Juna shrugged. “In Cahl’s town, it would be my job.”

“Well, I am not Cahl. You must do as we do, girl. It is our way.”

“I was taken as a child from—”

“I remember what you told me,” Keram said, his eyebrows raised in good humor. “I’m not sure I believe a word of it. But listen now. In Cata Huuk, the word of the Potus is law. I am the son of the Potus. You will obey me. You will not question me. Do you understand?”

Juna’s folk were egalitarian, like most hunter-gatherer folk; no, she didn’t understand. But she nodded dumbly.

They set off. The young men, unburdened, strode ahead easily enough — as did Juna, despite her pregnancy and the four months she had endured of poor diet and hard labor. But the guards puffed and complained of their weary feet.

It was a great relief for Juna to be out of the squalid town and in the open country once more, a great relief to be walking rather than bending her back over some dusty field — even if, as they headed steadily east, she was entering countryside that was increasingly remote from the place where she and her ancestors had always lived.

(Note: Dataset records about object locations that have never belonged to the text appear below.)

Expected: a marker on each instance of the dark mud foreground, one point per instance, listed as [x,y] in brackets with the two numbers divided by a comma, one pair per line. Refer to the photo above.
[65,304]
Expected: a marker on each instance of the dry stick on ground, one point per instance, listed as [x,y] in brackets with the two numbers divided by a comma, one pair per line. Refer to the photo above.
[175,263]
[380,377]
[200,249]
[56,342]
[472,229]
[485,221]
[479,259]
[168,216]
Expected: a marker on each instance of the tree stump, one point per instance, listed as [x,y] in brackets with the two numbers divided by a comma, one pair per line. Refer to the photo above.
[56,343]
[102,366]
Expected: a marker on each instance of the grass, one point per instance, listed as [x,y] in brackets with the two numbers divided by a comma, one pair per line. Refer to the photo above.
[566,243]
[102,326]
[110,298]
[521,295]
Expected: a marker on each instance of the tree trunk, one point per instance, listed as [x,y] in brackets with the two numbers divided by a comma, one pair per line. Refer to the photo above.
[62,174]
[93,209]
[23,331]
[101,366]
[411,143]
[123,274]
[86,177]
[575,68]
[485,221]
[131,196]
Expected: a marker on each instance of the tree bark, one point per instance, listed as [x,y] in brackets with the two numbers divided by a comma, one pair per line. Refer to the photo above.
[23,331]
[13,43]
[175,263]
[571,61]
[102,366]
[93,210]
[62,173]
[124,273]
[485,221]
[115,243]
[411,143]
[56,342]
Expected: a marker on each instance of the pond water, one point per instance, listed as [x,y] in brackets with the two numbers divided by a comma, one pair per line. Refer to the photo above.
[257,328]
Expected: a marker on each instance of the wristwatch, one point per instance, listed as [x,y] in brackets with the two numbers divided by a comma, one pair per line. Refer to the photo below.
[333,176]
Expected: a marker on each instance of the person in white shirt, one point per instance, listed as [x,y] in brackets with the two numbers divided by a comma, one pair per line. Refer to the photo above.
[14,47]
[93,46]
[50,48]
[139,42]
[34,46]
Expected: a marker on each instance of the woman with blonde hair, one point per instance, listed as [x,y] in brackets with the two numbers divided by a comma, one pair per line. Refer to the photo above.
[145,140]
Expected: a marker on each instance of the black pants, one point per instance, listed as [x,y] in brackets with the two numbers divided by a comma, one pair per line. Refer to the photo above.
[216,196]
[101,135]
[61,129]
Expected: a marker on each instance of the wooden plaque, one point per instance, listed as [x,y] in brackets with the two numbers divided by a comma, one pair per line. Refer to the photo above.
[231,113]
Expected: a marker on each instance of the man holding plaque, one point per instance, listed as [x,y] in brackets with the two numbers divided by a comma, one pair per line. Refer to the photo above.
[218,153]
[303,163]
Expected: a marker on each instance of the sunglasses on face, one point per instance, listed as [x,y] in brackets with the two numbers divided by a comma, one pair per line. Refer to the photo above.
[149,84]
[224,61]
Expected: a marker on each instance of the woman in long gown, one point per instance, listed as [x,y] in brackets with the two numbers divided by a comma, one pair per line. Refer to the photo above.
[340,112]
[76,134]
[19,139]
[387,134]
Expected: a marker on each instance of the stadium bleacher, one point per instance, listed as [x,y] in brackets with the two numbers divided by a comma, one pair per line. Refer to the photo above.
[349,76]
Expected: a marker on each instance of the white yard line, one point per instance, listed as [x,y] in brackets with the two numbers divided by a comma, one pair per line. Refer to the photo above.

They stopped each night in small towns, no more or less impressive than Cahl’s had been. The guards were plied with beer and girls. Keram and Muti kept themselves to themselves, spending their nights quietly in huts. They let Juna stay with them, huddled in a corner.

Neither of them touched her. Perhaps it was her pregnancy. Perhaps they were just not sure of her. Part of her, glad to be free of the grubby attentions of Cahl, relished not having to share her body with anybody else. But part of her, more calculating, regretted it. She had no real understanding of what this place, this Cata Huuk, would be like. But she suspected her best chance of surviving was to bind herself to Keram or Muti.

So she made sure that each evening and morning, as she cast off her shift, she showed them her body; and she was aware of how, when he thought she was not looking, Keram’s gaze followed her.

As they walked on, the landscape became more crowded with fields and towns. No trees grew here, though there were stumps and patches of burned-out forest. There was no open land at all, in fact, save for worthless rocky land or marshes. There were only fields, and patches of land that had clearly once been plowed but were now abandoned, useless, exhausted. Soon there was scarcely a footfall she could make without stepping into the track of somebody who had been here before. The extent to which these swarming people had remade the world oppressed her.

And at last they reached Cata Huuk itself.

The first thing Juna saw was a wall. Made of mud bricks and straw, it was a great circular barrier that must have been as high as three people standing on each other’s shoulders, and it bristled with spikes. Outside the wall there was a great ring of shabby huts and lean-tos made of mud and tree branches. The wall was so wide it seemed to cut the land in half.